Month: September 2016

Thursday assorted links

1. “A law of conservation of violence” — through price effects.

2. Ten ways to adapt to prison.

3. “Taking a cue from those inflatable bounce houses at kids’ birthday parties, the Boston-based company rents out a blow-up version of an Irish pub, including the very real beverages for an authentic experience…

4. “Sit with us” app avoids making loneliness common knowledge.

5. Densification has slowed down across the board.

6. There is lots of unrealized human potential (pdf), genetics study.

Globalization goes national

That is my latest Bloomberg column, and it address the common charge that globalization is over or has peaked.  Global trade has in fact slowed down a great deal.  But we are seeing a new kind of globalization, only inside the borders of the larger emerging economies, which often are not yet mature nation-states with complete economic integration.  Here is one excerpt:

India also is seeing its different states and regions being tied together through migration, trade, and investment. You can see this in the food: tandoori chicken and dosas have become national standards, available throughout the country, and less closely associated with their particular regions of origin. Hindi is becoming more of a national lingua franca, and the Internet makes it possible to broadcast the same messages to the entire country at relatively low cost. Many these “globalizing” developments have spread expertise and capital from the more developed southern and western parts of India to the poorer eastern and landlocked regions. Labor, in turn, has migrated from the poorer states to the wealthier cities.
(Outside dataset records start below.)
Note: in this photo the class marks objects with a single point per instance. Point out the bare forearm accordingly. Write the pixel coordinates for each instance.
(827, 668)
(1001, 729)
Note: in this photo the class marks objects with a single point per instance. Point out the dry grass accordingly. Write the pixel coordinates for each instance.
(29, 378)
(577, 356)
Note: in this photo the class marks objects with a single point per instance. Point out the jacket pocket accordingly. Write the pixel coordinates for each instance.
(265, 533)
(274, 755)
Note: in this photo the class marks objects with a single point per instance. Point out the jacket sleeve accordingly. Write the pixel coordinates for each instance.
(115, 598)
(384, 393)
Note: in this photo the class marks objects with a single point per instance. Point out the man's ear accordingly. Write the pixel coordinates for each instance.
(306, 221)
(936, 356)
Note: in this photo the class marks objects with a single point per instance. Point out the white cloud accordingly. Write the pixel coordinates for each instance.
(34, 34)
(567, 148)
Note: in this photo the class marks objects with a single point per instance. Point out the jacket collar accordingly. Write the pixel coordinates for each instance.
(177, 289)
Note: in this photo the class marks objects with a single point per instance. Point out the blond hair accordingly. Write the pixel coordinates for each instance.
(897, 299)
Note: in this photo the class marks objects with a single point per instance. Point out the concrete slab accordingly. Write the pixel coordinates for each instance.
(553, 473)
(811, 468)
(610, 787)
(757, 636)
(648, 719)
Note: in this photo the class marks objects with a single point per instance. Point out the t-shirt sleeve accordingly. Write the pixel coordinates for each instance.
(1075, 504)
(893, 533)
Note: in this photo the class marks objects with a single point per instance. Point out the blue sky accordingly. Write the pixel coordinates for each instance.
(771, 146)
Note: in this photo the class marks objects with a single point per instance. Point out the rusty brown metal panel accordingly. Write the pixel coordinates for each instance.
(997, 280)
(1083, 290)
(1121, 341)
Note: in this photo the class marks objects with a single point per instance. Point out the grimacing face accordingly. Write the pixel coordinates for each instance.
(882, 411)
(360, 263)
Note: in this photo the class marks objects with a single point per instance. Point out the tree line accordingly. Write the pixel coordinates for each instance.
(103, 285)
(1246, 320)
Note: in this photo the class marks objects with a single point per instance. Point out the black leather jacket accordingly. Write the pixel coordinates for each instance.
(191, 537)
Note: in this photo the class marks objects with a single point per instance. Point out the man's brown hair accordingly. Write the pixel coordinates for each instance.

Significant barriers remain; for example, Indian trucks must pass through numerous checkpoints to carry goods around the country. Logistics costs remain high, at about 13 percent of gross domestic product. Fortunately, the recent move to a national goods-and-services tax will lower some of the state-level taxes on internal trade. Keep in mind that India’s most populous states would be among the larger nations in the world. So if Uttar Pradesh (over 200 million people) and Bihar (over 100 million people) have closer economic relations, it is a major advance in trade relations and resembles globalization in its economic consequences.

Here is the close:

But a lot of today’s globalization-by-any-other-name is, counterintuitively, taking the form of nation-building. And just as we got both good and bad sides of globalization, so will this process of nation-building be a mixed bag. It may, for example, sometimes include too much nationalism. Nonetheless, these stronger and better integrated political units probably will grow in wealth and economic sophistication, and in due time that will give us more globalization yet.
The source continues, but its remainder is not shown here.